Already, he has successfully launched fishing clubs in most Pinellas County high schools. Since January, nearly 1,000 students have signed up to participate, Simons said.
During the soft opening, volunteers will give tours and talk about plans for the museum. Visitors will have a chance to see work from about 12 artists on display in the main gallery (the museum hopes to eventually showcase the work of 20 artists) and visit the gift shop.
In a section devoted to history, visitors will be able to compare charts of Tampa Bay waters dating to the 1930s as well as peek at old photographs and news articles about the area's famous fishing tournaments.

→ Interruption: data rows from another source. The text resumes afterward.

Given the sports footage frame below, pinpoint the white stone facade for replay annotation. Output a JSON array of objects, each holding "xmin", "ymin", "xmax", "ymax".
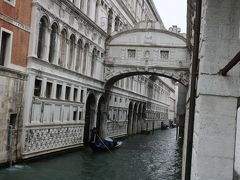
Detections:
[{"xmin": 15, "ymin": 0, "xmax": 174, "ymax": 158}]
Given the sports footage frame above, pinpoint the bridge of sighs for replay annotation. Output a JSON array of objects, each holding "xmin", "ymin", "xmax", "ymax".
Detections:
[{"xmin": 105, "ymin": 22, "xmax": 190, "ymax": 89}]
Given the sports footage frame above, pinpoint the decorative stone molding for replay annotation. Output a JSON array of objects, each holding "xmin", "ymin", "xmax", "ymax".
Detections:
[{"xmin": 23, "ymin": 125, "xmax": 83, "ymax": 154}]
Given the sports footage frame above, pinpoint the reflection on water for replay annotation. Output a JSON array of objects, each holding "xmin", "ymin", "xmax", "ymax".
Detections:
[{"xmin": 0, "ymin": 129, "xmax": 181, "ymax": 180}]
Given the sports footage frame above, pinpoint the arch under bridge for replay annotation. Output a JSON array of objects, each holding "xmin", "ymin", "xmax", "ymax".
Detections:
[{"xmin": 104, "ymin": 22, "xmax": 190, "ymax": 89}]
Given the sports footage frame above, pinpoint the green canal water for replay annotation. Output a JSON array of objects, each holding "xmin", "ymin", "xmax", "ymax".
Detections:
[{"xmin": 0, "ymin": 129, "xmax": 181, "ymax": 180}]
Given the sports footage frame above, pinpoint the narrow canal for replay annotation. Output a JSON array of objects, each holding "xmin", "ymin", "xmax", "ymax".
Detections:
[{"xmin": 0, "ymin": 129, "xmax": 181, "ymax": 180}]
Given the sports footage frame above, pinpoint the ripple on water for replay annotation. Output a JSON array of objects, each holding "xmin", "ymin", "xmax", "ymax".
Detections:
[{"xmin": 0, "ymin": 129, "xmax": 181, "ymax": 180}]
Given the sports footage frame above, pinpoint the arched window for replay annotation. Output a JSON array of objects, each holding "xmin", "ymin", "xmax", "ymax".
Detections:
[
  {"xmin": 91, "ymin": 48, "xmax": 97, "ymax": 76},
  {"xmin": 75, "ymin": 39, "xmax": 82, "ymax": 71},
  {"xmin": 87, "ymin": 0, "xmax": 91, "ymax": 16},
  {"xmin": 37, "ymin": 17, "xmax": 48, "ymax": 59},
  {"xmin": 67, "ymin": 34, "xmax": 76, "ymax": 69},
  {"xmin": 80, "ymin": 0, "xmax": 84, "ymax": 11},
  {"xmin": 107, "ymin": 9, "xmax": 113, "ymax": 34},
  {"xmin": 48, "ymin": 23, "xmax": 58, "ymax": 63},
  {"xmin": 82, "ymin": 44, "xmax": 89, "ymax": 74},
  {"xmin": 114, "ymin": 16, "xmax": 120, "ymax": 31},
  {"xmin": 94, "ymin": 0, "xmax": 100, "ymax": 23},
  {"xmin": 58, "ymin": 29, "xmax": 67, "ymax": 67}
]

The museum also will run family films with a marine theme throughout the day in the 1,000-square-foot theater. First up: the Free Willy movies as well as Flipper.
Simons acknowledges there is still a lot to do.
In the coming months, he plans to fill the main building with not only artwork, but also a legacy section "dedicated to the fishermen whose names are well-known in Tampa Bay,'' said Simons, 57. These include families with names like Mastry, Hubbard and Turner, he said.
In the classrooms that were once used for pottery and ceramic workshops, Simons wants to install an interactive simulator that will teach students fishing techniques.
He is also busy installing a kitchen to be used as a culinary institute where students will learn how to clean and cook seafood.
Outside, a memorial garden will be dedicated to deceased fishermen from the Tampa Bay area.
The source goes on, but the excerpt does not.